She’s going to be early, if she keeps up this speed--a whirlwind of heel and dress and blackout fear--but every ounce of calm appears to have been left back at the apartment. She’s toying with the idea of walking herself in a huge loop--maybe swinging by Owen at the cafe for a quick chat, or over to the Wingrave house, or heading straight up to Jamie’s flat and saying, “Listen, this was stupid, let’s just do things our way like always”--when she rounds the corner and finds Jamie already waiting at the garden entrance.
“Oh,” she hears herself say. “You’re here.”
“Thought you’d be early,” Jamie says easily.

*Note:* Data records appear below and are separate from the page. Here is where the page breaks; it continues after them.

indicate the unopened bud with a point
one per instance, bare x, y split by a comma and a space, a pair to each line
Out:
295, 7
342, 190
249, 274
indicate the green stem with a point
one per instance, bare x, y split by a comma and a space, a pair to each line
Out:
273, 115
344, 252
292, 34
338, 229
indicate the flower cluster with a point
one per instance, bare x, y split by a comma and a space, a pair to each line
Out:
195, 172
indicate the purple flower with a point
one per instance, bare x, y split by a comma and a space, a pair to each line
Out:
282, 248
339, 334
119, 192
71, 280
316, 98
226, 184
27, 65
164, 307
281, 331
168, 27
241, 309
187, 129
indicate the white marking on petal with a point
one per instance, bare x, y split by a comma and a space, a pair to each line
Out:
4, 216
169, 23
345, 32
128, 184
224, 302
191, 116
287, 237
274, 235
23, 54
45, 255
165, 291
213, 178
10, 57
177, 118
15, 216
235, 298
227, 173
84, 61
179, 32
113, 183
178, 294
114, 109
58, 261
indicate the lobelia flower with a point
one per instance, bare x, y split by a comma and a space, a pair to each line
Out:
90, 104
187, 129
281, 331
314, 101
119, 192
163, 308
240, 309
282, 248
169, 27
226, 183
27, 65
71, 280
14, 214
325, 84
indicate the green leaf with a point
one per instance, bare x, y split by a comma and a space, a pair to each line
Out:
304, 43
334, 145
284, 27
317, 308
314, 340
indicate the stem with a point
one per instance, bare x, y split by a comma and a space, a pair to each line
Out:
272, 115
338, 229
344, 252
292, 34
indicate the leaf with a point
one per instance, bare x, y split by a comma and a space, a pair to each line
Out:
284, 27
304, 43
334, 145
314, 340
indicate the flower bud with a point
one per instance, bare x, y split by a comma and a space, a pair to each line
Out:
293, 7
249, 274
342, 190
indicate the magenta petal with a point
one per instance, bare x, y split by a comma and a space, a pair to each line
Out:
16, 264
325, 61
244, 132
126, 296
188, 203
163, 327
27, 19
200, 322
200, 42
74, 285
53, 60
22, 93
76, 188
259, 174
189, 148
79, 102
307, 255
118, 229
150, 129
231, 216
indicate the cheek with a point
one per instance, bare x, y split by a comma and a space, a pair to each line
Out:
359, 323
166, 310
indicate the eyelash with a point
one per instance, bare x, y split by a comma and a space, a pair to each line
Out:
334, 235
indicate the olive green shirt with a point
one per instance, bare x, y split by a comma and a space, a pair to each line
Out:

“So you decided to show up even earlier. Touché.” Early--and looking like... “You look...”
“Different,” Jamie supplies with a grin just this side of self-conscious. “Tryin’ something new, you might say. To go along with the whole...starting over thing.”
Something different, in this case, means a dress. She’s never seen Jamie in a dress before--this one tight enough to impress without restricting Jamie’s movements, all done in shades of burgundy--or stockings, or earrings beyond small silver pieces designed to stay out of her way. She’s never seen Jamie with lipstick, with her hair wound atop her head, with effort of this caliber put in, and suddenly, Dani is glad they’re starting from scratch. There’s something perfectly glorious about getting to give Jamie this kind of do-over.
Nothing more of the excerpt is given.